Now is the time for every local and regional healthcare system to plan for the potential wave of patients needing hospital beds, many requiring intensive care. Emergency departments will be overrun with “real” cases and “worried well” who need testing. The current flu season has already left many hospitals desperately stretched. Health professionals are just as susceptible to the virus as the rest of us and reinforcements are almost nonexistent in most places. The economics of healthcare dictate that most hospitals have extremely limited stockpiles of personal protective equipment, including respirators. How will we respond if we don’t have enough workers at a time of great need? How will schools react? What plans do companies have for continuity of leadership and business?
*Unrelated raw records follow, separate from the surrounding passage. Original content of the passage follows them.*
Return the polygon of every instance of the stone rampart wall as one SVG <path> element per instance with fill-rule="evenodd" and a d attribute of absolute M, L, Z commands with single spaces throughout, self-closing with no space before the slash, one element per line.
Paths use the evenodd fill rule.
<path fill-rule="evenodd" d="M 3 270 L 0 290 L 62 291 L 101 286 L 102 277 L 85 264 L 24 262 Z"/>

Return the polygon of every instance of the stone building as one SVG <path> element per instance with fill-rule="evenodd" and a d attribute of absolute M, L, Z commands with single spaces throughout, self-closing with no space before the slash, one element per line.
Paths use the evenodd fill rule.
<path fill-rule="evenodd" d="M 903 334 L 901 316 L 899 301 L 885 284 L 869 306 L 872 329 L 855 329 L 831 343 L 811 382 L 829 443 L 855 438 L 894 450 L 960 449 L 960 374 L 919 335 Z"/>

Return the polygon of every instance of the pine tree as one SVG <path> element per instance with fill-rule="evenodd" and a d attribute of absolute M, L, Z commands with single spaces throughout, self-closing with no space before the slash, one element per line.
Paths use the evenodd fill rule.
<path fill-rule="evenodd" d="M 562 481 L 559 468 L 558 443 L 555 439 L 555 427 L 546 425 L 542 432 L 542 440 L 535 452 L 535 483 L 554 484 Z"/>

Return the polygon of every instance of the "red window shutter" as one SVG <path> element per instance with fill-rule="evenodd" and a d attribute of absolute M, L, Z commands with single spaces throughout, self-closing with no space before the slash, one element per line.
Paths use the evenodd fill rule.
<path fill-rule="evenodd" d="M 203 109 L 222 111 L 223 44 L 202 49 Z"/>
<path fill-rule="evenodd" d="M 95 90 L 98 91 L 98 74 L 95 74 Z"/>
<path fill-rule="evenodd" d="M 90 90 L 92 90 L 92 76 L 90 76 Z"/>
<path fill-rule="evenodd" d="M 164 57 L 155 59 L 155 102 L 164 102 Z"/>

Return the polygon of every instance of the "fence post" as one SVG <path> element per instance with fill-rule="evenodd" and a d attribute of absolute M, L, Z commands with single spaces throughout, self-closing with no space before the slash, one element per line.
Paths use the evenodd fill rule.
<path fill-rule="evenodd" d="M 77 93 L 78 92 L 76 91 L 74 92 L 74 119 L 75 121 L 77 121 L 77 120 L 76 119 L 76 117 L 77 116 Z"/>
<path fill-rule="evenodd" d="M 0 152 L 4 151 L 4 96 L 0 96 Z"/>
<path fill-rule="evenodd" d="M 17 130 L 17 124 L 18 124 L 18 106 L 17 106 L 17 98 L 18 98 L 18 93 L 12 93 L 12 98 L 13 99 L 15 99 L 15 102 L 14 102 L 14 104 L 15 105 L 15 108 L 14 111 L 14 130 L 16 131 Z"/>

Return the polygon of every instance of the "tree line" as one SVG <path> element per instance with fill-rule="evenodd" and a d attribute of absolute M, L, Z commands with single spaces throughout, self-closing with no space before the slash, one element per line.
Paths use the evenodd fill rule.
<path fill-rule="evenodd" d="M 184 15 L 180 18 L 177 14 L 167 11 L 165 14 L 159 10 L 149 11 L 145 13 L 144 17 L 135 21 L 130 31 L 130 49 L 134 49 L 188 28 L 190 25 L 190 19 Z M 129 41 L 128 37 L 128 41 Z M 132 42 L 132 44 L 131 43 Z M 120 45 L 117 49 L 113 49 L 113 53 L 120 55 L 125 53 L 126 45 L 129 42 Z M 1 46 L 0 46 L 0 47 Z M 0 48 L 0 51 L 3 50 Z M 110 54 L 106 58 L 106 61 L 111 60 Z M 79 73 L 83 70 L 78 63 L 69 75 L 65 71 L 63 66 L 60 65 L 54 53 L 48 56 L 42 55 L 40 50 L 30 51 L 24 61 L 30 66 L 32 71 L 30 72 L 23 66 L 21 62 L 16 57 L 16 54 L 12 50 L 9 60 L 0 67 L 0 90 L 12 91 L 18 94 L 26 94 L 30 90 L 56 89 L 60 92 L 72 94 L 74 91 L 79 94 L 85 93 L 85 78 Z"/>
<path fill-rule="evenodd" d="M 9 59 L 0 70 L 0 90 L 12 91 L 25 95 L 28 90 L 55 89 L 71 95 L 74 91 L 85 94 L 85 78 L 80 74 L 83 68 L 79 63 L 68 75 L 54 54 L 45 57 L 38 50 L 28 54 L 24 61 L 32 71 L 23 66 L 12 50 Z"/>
Most of all, we should regard this crisis as a test case for far larger and deadlier outbreaks surely to come. As bad as 2019-nCoV may get, we don’t believe this is “the Big One.” That, likely, will be a global influenza pandemic on the order of the 1918 killer, only in a world with three times the population, hundreds of millions of humans and host animals living cheek-by-jowl, tinderbox impoverished megacities, and travel anywhere in far less time than the virus’s incubation period. Don’t bet that the century’s worth of scientific progress since 1918 alone will save us any more than we could fight a major war without a fully supplied standing army, weapons systems and battle plans already in place.

And if we are surprised again, there may be hell to pay.